At around 4 pm on Tuesday, the real rain really fell on Capitol Hill. This was the kind of rain that the fictional taxi driver Travis Bickle longed for. A downpour that could "wash all the scum off the streets" of NYC. Did this kind of rain have something to do with the Seattle Is Dying crowd? Let's dream a little.

Imagine them praying and praying to the gods of middle-class aspirations to wash the homeless and tweakers—in short, the scum—from our streets. Did these gods finally cave and give them what they wanted? Bickle's real rain? It's not impossible. If you pray hard enough, things just might happen. Just as if you bang into a wall long enough times, you might just pass through it like a ghost. Given enough time (billions of years), anything can happen.

But even I, a long resident of this city, was shaken out of my “dogmatic slumber” when the rain hit at 4 pm on the corner of John Street and Broadway. It was loud, heavy, and hit the streets with a force that might have mangled a cheap umbrella. I have never owned one of those things. Crappy (like the ones sold at Walgreens) or costly, small or large (like Amazon's orange and white ones), they were a mark of being an outsider. You were not true to the culture of the Pacific Northwest if you held one over your head. Here, the rain was mild-mannered. It modestly moved between misty and drizzly. This was not rain that got in your way. Nor did it make your clothes that wet. But yesterday, on that October afternoon, I found myself looking for shelter. The rain went right through your clothes. It soaked into your skin. I could not walk to my destination. What was this about? Climate change?

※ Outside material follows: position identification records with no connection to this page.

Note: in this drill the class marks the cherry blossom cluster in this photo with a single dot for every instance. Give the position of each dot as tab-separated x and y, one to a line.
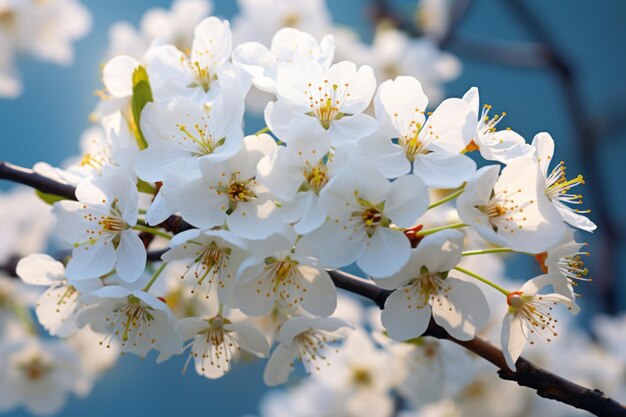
359	166
42	29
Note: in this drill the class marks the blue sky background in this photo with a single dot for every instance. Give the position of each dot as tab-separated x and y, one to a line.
47	120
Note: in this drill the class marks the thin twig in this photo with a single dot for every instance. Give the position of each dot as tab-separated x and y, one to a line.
545	383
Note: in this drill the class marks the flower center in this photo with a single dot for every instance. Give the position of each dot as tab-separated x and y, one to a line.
361	377
111	224
238	191
371	217
488	125
203	75
200	139
324	102
558	186
316	177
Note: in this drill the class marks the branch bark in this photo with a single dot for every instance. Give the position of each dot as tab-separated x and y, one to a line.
545	383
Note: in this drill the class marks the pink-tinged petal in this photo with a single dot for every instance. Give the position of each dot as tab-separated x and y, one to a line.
463	311
406	201
131	256
513	338
386	252
403	318
443	170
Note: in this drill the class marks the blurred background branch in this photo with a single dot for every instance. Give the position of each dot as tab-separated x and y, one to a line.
545	383
543	53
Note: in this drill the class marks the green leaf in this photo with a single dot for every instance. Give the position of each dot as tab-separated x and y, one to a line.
142	94
144	187
49	198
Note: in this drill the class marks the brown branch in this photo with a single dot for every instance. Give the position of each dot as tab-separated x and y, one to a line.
587	141
31	178
546	384
544	53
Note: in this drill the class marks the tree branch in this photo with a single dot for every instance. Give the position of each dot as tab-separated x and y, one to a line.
31	178
547	384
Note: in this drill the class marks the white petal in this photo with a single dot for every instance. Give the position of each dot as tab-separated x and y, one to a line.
255	220
201	206
279	366
407	200
513	337
401	103
451	126
40	269
386	252
117	75
544	150
320	297
250	338
443	170
464	310
441	251
91	261
131	256
350	129
402	318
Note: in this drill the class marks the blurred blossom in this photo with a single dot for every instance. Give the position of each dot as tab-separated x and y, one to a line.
42	29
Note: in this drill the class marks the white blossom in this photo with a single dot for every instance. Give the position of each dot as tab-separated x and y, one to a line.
557	186
99	224
306	339
424	287
431	148
335	96
530	314
136	320
512	209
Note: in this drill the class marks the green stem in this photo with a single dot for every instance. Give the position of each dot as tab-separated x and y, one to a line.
448	198
264	130
482	279
425	232
155	276
152	230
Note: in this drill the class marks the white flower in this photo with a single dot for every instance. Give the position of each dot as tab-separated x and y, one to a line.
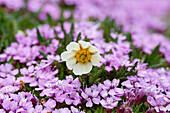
80	57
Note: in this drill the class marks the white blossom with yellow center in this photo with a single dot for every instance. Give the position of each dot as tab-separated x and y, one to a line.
80	57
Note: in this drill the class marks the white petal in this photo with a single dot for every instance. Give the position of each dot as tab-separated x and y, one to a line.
65	55
81	68
84	44
93	49
88	67
70	62
95	59
73	46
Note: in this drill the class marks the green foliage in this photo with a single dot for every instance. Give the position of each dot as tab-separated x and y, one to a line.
109	26
98	75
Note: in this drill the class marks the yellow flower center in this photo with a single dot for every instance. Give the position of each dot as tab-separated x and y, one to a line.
83	55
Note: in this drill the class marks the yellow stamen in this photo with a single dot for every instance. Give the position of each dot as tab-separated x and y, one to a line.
83	55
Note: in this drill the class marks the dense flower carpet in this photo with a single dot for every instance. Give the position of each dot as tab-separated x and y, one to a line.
84	56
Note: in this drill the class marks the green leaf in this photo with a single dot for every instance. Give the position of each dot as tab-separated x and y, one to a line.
78	37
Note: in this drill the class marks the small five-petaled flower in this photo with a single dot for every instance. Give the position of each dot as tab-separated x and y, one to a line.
80	57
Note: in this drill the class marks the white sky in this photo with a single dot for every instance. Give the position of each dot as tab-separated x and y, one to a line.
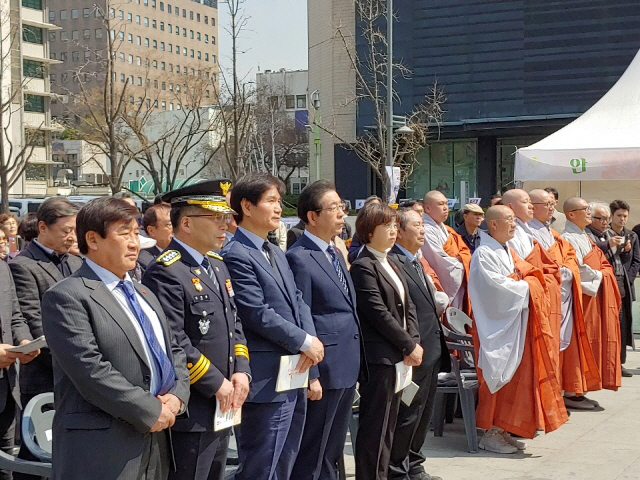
275	36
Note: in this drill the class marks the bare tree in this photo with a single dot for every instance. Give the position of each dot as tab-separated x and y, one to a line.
17	139
371	73
235	97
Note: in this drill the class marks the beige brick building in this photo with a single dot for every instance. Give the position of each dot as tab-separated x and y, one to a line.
159	48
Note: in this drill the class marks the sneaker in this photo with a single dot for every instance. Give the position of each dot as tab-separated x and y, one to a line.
578	403
592	402
493	441
520	445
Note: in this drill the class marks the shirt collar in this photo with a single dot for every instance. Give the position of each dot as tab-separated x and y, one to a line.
317	240
410	256
46	250
109	278
257	240
196	255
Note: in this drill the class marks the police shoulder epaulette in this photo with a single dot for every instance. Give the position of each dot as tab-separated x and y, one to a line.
169	257
214	255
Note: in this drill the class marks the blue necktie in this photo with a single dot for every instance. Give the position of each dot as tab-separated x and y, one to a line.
336	265
166	370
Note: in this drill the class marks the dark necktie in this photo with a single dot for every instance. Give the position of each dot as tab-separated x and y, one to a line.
165	368
267	247
338	268
207	266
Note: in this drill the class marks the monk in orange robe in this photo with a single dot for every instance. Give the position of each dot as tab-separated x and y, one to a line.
600	294
519	392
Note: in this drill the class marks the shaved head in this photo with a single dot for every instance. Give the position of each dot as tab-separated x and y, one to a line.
435	205
577	211
518	200
501	223
543	204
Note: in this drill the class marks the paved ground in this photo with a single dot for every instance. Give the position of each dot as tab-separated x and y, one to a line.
594	445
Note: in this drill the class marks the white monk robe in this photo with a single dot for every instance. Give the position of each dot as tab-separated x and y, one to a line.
590	278
501	311
449	269
542	233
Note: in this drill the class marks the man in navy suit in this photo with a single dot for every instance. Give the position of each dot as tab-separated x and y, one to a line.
322	276
276	322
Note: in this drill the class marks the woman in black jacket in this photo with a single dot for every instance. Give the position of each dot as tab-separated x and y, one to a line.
390	332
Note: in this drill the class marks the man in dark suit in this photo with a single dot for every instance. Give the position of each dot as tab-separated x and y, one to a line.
157	224
45	261
195	291
276	322
14	331
413	420
322	276
120	375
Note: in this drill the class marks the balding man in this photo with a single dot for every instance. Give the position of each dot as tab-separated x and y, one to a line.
518	390
578	369
527	248
600	295
445	250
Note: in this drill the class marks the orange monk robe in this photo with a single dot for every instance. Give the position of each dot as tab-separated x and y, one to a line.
455	247
539	258
532	400
579	370
601	315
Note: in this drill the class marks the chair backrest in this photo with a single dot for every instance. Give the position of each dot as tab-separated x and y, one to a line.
37	422
458	320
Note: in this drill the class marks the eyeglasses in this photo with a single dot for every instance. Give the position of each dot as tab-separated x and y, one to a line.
333	208
546	204
390	226
218	217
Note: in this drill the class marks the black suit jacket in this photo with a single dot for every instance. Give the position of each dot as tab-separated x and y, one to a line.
431	337
34	273
211	356
382	311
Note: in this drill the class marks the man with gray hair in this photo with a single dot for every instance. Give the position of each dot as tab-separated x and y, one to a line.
44	262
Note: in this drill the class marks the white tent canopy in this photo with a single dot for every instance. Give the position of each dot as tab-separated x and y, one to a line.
602	144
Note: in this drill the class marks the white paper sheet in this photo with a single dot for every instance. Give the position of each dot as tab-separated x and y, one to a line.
403	376
288	378
32	346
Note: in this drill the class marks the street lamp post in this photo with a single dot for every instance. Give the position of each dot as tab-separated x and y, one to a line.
389	156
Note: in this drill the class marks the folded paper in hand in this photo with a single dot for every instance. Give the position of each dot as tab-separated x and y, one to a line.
403	376
32	346
288	376
226	420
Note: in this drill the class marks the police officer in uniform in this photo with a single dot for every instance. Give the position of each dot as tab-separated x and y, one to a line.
195	290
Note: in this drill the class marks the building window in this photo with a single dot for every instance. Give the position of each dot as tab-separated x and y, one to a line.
33	103
33	69
35	4
32	34
290	101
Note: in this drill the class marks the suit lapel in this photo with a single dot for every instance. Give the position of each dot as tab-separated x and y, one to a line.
103	297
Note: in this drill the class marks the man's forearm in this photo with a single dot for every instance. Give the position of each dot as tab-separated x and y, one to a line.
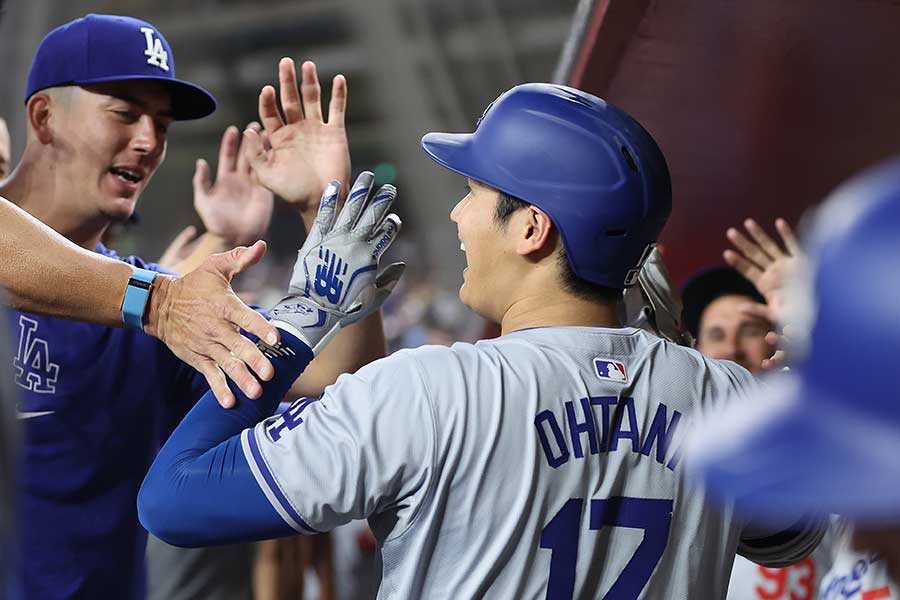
45	273
200	489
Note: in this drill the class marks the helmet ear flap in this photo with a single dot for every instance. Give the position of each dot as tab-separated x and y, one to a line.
590	166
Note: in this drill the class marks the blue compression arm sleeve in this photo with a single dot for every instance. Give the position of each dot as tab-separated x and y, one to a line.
200	490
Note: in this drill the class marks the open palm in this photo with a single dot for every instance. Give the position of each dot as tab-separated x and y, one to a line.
234	208
296	156
766	263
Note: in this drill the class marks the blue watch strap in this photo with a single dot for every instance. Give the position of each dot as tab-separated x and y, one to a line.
136	295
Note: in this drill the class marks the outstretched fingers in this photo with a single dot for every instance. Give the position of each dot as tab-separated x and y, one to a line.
750	250
228	151
311	92
337	108
766	243
290	96
356	201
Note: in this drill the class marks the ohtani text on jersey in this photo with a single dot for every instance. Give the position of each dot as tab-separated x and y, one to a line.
606	424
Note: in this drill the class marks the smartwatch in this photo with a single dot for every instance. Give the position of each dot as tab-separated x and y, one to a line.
136	295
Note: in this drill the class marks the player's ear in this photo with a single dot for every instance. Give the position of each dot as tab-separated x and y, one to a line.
38	110
536	232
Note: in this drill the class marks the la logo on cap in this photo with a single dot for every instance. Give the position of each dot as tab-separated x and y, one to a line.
158	57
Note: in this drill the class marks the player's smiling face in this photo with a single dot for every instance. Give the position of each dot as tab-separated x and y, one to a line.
726	333
484	244
112	138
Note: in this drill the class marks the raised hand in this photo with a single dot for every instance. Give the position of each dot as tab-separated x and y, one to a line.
765	263
296	156
198	317
234	208
769	267
335	281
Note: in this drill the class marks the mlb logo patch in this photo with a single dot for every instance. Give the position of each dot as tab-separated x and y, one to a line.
607	368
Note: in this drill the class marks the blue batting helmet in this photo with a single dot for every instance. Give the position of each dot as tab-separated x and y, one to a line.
827	436
591	167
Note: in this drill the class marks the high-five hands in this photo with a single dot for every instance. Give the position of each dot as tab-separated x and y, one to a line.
335	281
769	266
296	156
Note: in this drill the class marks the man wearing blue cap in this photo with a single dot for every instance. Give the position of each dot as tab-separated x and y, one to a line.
101	95
544	463
826	436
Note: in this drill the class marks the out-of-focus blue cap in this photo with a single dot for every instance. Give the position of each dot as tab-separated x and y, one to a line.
102	48
826	437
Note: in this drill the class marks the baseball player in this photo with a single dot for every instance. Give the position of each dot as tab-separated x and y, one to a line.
541	464
96	400
715	312
826	437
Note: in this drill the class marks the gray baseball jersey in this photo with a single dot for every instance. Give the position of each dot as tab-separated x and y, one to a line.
855	575
542	464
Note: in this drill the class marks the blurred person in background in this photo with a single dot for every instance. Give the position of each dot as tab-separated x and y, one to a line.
713	301
818	439
729	319
5	149
234	211
537	265
304	154
96	134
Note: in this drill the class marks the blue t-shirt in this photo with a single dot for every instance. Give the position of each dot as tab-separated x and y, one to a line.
95	405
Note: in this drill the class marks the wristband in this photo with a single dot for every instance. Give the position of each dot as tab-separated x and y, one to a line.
136	295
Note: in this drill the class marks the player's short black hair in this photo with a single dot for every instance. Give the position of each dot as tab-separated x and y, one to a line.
584	289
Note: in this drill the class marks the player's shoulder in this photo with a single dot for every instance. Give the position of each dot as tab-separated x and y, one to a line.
135	261
681	358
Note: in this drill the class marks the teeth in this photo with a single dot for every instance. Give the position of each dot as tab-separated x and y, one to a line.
126	174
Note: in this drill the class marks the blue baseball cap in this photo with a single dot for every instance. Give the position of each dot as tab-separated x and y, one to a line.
102	48
826	436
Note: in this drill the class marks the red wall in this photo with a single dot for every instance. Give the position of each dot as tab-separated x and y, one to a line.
761	107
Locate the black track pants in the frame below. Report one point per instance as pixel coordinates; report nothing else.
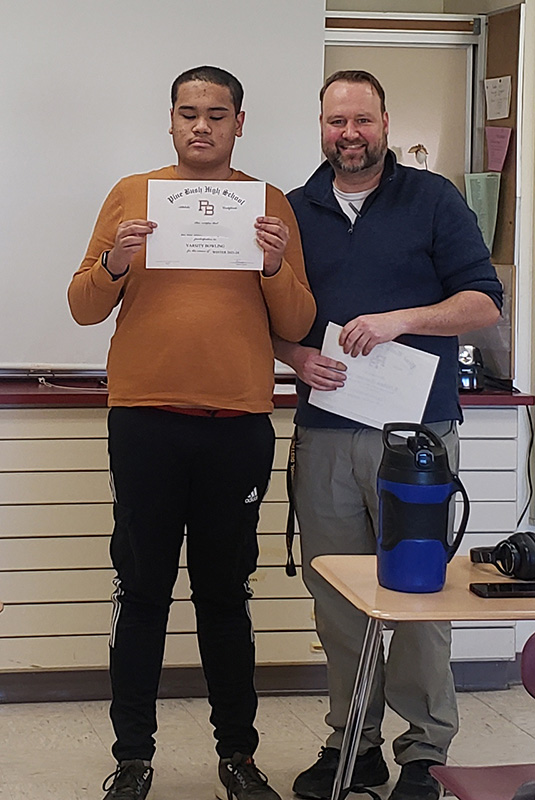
(169, 472)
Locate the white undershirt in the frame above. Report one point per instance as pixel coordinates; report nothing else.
(348, 199)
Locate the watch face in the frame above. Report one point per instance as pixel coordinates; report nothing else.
(466, 354)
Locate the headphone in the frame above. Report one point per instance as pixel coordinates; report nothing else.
(514, 556)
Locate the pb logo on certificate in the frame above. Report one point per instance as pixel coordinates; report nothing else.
(206, 225)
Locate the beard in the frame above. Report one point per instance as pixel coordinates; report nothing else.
(349, 162)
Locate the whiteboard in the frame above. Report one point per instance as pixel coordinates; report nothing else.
(84, 90)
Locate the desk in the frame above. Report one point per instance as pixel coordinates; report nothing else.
(355, 578)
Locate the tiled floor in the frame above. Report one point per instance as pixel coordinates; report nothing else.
(60, 751)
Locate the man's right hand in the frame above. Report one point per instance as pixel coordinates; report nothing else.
(318, 371)
(129, 240)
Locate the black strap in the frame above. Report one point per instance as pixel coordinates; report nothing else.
(291, 570)
(358, 788)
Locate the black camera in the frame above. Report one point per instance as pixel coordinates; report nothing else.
(470, 369)
(514, 556)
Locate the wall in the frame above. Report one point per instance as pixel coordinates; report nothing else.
(84, 92)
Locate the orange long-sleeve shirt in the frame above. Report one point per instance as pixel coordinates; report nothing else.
(191, 338)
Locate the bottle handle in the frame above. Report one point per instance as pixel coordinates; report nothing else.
(464, 519)
(392, 427)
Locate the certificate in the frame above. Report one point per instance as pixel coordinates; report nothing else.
(205, 224)
(391, 384)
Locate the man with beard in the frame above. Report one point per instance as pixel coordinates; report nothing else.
(392, 253)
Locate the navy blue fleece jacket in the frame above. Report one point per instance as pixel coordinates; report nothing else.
(415, 243)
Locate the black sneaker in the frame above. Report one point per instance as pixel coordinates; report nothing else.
(415, 782)
(316, 782)
(130, 781)
(241, 778)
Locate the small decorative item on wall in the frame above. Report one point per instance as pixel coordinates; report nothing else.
(420, 153)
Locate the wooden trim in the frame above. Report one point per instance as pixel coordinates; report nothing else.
(448, 26)
(30, 394)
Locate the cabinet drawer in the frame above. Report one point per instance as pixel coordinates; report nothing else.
(70, 619)
(54, 487)
(483, 644)
(32, 455)
(482, 485)
(56, 520)
(492, 422)
(53, 423)
(85, 652)
(488, 454)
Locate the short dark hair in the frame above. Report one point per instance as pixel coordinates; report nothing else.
(355, 76)
(210, 75)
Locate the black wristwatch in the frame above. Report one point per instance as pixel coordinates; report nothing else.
(104, 262)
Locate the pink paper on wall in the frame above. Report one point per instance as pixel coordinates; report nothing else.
(497, 144)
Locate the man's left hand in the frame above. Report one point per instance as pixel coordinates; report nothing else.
(360, 335)
(272, 236)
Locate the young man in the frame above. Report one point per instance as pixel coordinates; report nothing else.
(391, 252)
(190, 373)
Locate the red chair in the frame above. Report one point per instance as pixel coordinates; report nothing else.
(494, 783)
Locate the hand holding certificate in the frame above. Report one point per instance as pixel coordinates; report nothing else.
(391, 384)
(205, 225)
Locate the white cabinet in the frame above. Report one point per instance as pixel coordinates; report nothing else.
(55, 521)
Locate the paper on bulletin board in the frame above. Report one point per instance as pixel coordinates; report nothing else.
(497, 145)
(482, 193)
(498, 94)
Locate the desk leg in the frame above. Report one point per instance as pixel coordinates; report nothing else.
(357, 709)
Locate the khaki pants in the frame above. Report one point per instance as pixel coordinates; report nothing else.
(337, 508)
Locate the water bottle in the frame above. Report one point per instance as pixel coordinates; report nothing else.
(415, 486)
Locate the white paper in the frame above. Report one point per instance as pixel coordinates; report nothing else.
(498, 94)
(205, 224)
(391, 384)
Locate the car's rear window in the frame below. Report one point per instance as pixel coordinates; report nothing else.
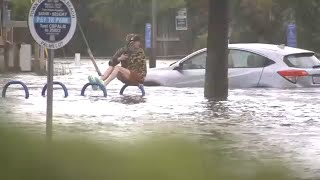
(304, 60)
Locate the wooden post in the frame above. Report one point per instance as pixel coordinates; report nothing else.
(216, 81)
(152, 62)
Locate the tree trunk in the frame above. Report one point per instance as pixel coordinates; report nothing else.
(216, 82)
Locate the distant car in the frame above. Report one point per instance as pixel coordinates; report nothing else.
(250, 66)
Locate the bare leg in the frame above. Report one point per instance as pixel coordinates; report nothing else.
(107, 73)
(118, 71)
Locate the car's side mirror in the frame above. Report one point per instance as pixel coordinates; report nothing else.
(179, 67)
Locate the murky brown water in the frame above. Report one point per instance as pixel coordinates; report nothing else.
(284, 123)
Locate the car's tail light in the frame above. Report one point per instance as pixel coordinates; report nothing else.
(292, 75)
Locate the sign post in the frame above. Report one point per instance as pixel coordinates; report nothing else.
(52, 24)
(181, 20)
(148, 36)
(292, 35)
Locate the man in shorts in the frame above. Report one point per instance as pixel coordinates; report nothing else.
(133, 69)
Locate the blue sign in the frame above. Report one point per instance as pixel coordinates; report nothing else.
(148, 35)
(292, 35)
(52, 23)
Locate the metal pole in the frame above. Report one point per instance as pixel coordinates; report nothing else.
(49, 95)
(153, 62)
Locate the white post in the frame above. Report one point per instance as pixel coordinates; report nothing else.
(77, 59)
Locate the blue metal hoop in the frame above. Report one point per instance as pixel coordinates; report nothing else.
(103, 88)
(140, 86)
(44, 89)
(26, 89)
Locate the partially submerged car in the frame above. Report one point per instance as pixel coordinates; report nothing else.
(250, 66)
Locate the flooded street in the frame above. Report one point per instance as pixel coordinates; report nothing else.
(283, 123)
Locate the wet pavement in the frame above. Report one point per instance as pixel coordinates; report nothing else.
(283, 123)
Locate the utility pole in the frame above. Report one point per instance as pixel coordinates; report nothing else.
(216, 81)
(152, 62)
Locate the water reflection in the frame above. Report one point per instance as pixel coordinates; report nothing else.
(130, 99)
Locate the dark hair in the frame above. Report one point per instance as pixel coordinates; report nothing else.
(133, 38)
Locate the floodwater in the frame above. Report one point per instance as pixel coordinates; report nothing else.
(283, 123)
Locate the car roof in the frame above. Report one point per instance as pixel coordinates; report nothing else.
(265, 49)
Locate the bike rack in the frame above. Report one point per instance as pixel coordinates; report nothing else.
(44, 89)
(102, 87)
(140, 86)
(26, 90)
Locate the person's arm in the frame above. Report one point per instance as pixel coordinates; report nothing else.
(141, 63)
(115, 59)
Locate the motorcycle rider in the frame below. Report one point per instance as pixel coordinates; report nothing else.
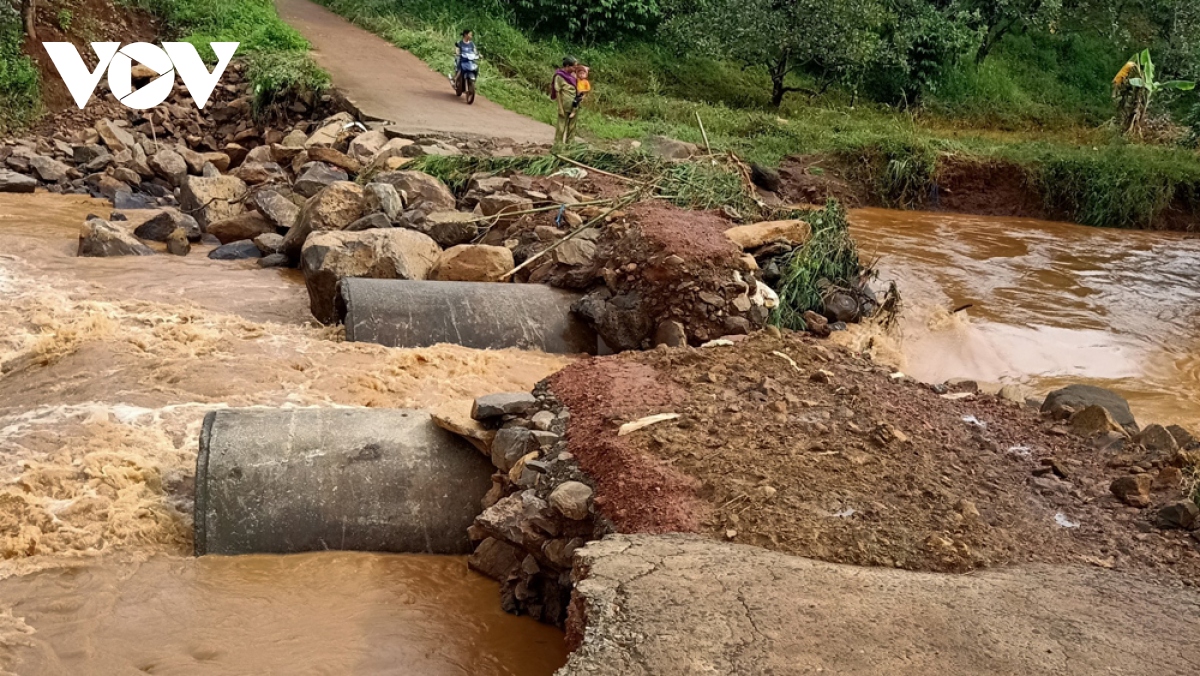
(462, 48)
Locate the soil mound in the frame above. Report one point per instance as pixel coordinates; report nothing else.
(810, 450)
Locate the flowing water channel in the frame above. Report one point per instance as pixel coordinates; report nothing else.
(1050, 304)
(107, 368)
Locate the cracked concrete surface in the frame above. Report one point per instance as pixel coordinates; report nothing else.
(687, 605)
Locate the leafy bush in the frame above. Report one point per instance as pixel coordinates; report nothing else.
(19, 93)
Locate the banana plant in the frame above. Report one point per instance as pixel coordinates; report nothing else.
(1135, 87)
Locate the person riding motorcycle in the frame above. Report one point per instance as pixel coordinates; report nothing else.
(462, 49)
(568, 88)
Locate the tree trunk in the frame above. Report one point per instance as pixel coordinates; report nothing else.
(778, 72)
(28, 16)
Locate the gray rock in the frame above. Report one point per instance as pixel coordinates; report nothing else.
(424, 191)
(671, 149)
(235, 251)
(510, 446)
(210, 199)
(571, 500)
(246, 225)
(276, 208)
(117, 138)
(269, 243)
(1180, 514)
(178, 244)
(387, 253)
(370, 222)
(274, 261)
(99, 238)
(451, 228)
(316, 175)
(1078, 398)
(384, 198)
(502, 404)
(168, 165)
(87, 153)
(167, 221)
(331, 209)
(1157, 440)
(12, 181)
(48, 169)
(129, 199)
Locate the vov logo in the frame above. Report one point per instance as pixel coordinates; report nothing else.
(166, 60)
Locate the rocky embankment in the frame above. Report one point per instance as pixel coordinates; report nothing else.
(780, 441)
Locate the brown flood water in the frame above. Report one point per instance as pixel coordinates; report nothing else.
(107, 368)
(1053, 304)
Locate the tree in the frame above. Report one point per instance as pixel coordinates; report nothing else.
(831, 40)
(997, 18)
(28, 10)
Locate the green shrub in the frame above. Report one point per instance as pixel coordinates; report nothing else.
(19, 90)
(831, 256)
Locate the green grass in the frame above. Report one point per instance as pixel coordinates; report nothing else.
(1038, 102)
(280, 65)
(19, 91)
(829, 256)
(687, 184)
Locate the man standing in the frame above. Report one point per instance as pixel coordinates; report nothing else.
(565, 89)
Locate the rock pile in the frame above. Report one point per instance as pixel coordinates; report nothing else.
(540, 508)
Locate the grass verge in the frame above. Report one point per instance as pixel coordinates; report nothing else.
(19, 91)
(1078, 167)
(279, 63)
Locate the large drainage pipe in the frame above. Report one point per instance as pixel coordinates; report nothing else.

Yes, Seattle's yearly rain total "is 8th driest through October 9th since 1945 & the driest it has been since 1994." But, as Gordon Padelford pointed out, it seems that hardcore downpours, the kind you experience in tropical regions and East Coast cities like NYC, are becoming more frequent. And this might be "more than a feeling, more than a feeling!" At the beginning of this year, Christine Clarridge at Axios Seattle asked the same question: "Climate change could turn Seattle into an umbrella city." And, with the data from "the meteorologist in charge of the Seattle forecast station Logan Johnson" reported that: 

Based on 80 years of weather records taken at Seattle-Tacoma International Airport, Seattle is seeing more days with over 1 inch of rain...

Among days with the highest rainfall total, five of them have occurred since 2000...

The wettest day was on Oct. 20, 2003, when the city got 5.02 inches of rain; the 5th wettest was recorded on Dec. 20, 2022 with 3.25 inches.

The wettest fall on record was recorded in 2021 with 10 inches falling in November alone.

But what does global warming, which is as real as rain, but not as real as Seattle Is Dying's Seattle, have to do with all of this? The transition from one equilibrium (the Holocene) to the next (the Capitalocene) is not, to put it in an old-fashioned way, a walk through the park. It's necessarily a very rough and violent business. Extreme events will only decrease when a new and probably inhospitable (for humans) equilibrium is established. (The Holocene has only been around for 12,000 years; the Capitalocene might be here, like the Pleistocene, for millions.) We, in short, are in the middle of a global storm. In this period of extremes, those devoted to the moderate culture of the Pacific Northwest will likely be forced to drop their established identity and buy air conditioners and umbrellas.